For further analysis of the computer algorithm, the PSGs of a large group were used, consisting of 232 consecutive patients, diagnosed with RBD between November 2004 and December 2021 (average age: 68.5 ± 9.3 years, 47 females). Obstructive sleep apnea (OSAS) and PLMD were present as comorbidities in 69 and 104 patients, respectively, of which 31 had both comorbidities. Nocturnal video-supported PSG (vPSG) was preceded by a detailed examination by a sleep specialist, including psychiatric, neurologic and general medical evaluation. RBD was diagnosed according to ICSD-3, 8 based on: (a) a history of dream enactment and (b) a vPSG demonstration of RWA in parallel to complex behaviour. All patients had provided written informed consent for their clinical data to be analysed and published anonymously.

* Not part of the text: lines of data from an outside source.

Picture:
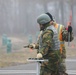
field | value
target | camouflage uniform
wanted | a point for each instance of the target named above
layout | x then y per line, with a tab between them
51	67
63	54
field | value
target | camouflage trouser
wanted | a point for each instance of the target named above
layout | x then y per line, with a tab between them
52	66
62	63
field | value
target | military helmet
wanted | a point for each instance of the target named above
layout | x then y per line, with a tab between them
51	17
43	19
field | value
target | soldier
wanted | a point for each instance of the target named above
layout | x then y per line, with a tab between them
48	46
63	37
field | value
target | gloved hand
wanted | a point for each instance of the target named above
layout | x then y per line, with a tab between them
39	55
69	29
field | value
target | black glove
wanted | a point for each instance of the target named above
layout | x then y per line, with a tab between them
69	29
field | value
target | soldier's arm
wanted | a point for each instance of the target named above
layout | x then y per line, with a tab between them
47	42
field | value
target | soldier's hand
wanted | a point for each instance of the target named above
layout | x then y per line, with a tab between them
39	55
31	46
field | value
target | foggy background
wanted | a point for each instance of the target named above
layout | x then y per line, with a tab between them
19	27
18	17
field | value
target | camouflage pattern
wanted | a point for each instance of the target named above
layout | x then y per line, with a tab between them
63	54
52	66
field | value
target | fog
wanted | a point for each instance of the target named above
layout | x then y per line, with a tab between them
18	17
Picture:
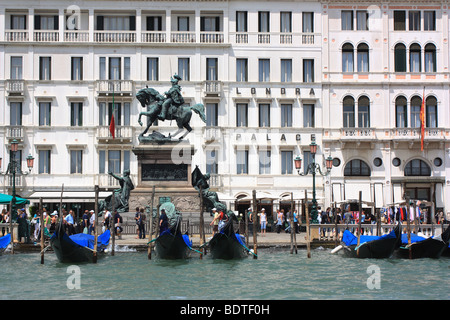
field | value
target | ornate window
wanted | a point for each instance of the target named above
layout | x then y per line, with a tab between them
356	168
417	167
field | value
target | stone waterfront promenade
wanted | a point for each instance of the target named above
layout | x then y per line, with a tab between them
271	239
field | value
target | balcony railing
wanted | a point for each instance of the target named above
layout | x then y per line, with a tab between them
15	87
76	36
153	36
115	36
16	35
212	87
211	37
182	36
119	87
121	132
15	132
46	36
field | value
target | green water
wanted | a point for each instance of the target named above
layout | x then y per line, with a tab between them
275	275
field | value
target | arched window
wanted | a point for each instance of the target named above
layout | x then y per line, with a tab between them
400	57
363	57
416	104
431	112
401	120
347	57
430	58
356	168
414	58
348	109
417	167
363	112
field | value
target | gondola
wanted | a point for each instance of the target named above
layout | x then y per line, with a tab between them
227	245
420	247
79	247
371	246
172	244
4	243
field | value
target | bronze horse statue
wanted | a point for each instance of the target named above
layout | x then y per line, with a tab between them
182	115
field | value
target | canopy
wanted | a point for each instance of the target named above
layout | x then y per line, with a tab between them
6	199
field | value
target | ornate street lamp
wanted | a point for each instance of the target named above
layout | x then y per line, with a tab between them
313	168
13	168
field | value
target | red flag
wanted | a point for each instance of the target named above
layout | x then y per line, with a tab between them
422	121
112	124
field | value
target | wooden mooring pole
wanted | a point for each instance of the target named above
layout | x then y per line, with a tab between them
255	226
94	253
308	241
150	232
41	218
359	222
202	225
293	236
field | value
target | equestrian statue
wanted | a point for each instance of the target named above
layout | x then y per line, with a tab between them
168	107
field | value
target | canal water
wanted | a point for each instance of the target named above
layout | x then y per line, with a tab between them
275	275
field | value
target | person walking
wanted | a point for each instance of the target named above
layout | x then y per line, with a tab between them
263	220
215	222
142	219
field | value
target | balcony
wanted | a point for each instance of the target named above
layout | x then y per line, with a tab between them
275	38
15	132
182	36
122	134
118	87
46	36
212	87
153	36
15	87
211	37
76	36
115	36
16	35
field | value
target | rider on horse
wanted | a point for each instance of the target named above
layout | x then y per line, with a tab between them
174	98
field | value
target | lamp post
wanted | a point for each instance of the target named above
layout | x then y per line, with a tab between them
13	168
313	168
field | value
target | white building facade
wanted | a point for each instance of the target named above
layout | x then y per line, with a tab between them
351	73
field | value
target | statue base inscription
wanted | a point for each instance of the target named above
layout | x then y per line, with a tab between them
167	167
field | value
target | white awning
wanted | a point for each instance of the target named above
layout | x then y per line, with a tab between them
68	196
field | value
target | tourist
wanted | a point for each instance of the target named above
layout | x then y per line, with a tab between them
295	216
325	220
36	221
106	220
141	223
263	221
92	224
54	220
215	222
279	220
163	222
136	218
85	221
117	224
70	229
223	218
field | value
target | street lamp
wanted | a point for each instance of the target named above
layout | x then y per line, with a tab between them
13	168
313	168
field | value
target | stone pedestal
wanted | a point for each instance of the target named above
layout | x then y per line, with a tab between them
167	167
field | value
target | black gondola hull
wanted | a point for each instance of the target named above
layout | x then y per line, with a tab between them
428	248
225	245
376	249
169	246
67	251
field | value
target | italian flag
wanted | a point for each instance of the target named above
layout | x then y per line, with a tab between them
422	121
112	124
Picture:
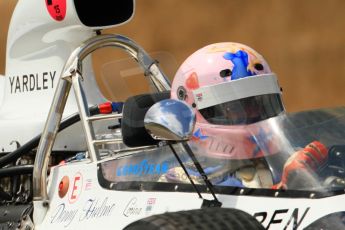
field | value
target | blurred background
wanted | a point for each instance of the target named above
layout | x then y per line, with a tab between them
303	41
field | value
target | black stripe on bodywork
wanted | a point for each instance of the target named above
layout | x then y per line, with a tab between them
334	221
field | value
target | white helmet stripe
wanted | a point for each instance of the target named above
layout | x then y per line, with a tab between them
236	89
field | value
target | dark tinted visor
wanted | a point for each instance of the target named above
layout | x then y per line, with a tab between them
244	111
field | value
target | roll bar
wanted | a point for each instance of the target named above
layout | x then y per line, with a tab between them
71	76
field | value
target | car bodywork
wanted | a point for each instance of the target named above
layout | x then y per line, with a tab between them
110	185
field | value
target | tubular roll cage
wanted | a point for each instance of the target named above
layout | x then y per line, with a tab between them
71	76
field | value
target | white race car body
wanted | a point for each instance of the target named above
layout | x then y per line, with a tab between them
46	46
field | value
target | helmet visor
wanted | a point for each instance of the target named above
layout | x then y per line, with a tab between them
244	111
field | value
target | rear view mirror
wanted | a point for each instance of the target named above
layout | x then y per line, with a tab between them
104	13
170	120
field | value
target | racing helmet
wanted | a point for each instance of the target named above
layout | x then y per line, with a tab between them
231	87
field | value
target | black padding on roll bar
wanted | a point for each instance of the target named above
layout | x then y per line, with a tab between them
133	130
104	12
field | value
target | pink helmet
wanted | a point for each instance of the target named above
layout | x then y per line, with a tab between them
231	87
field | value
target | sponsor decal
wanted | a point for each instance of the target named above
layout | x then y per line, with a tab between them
63	186
132	208
88	184
142	169
292	218
32	82
76	190
92	209
56	9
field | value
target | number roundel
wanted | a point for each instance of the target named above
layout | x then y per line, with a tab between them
56	9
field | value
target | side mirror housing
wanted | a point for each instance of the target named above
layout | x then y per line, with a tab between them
170	120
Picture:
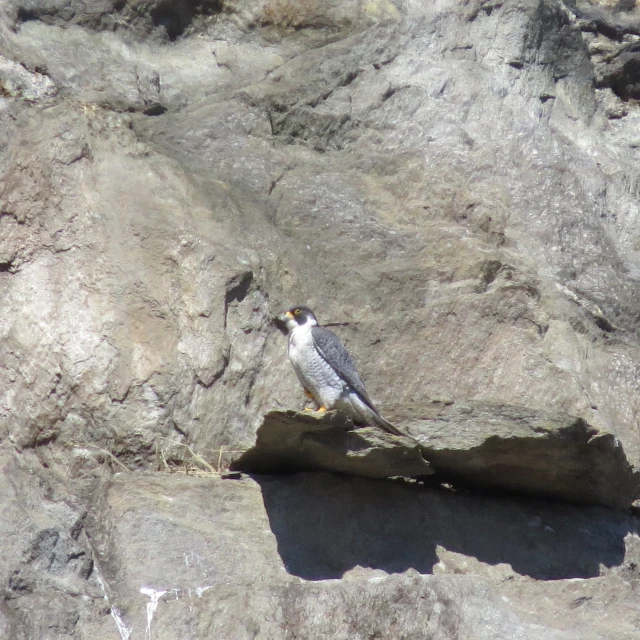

Nocturnal Video-Polysomnography
All patients underwent full night vPSG on three consecutive nights with a digital recording system (Monet 24-CPU, TMS International, Enschede, The Netherlands), with Rembrandt 7.5 software (Medcare Automation, Amsterdam, The Netherlands). It included electrooculography, electroencephalography (sample rate 160 Hz, filter settings 0.3 to 70 Hz, with the 10-20 system derivations F3, F4, C3, C4, O1, O2, each referred to the contra-lateral mastoid), bipolar surface EMG of m. mentalis and both mm. tibiales anterior (sample rate 200 Hz, filter settings 10-100 Hz, with 50 Hz notch filter), ECG, deep-body temperature (rectal thermistor), nasal-oral flow, thoracic and abdominal respiratory effort, oxygen saturation, snoring detection and digitally synchronized video (infra-red, 25 fps) and audio recording (44.1 kHz, 16 bits, mono).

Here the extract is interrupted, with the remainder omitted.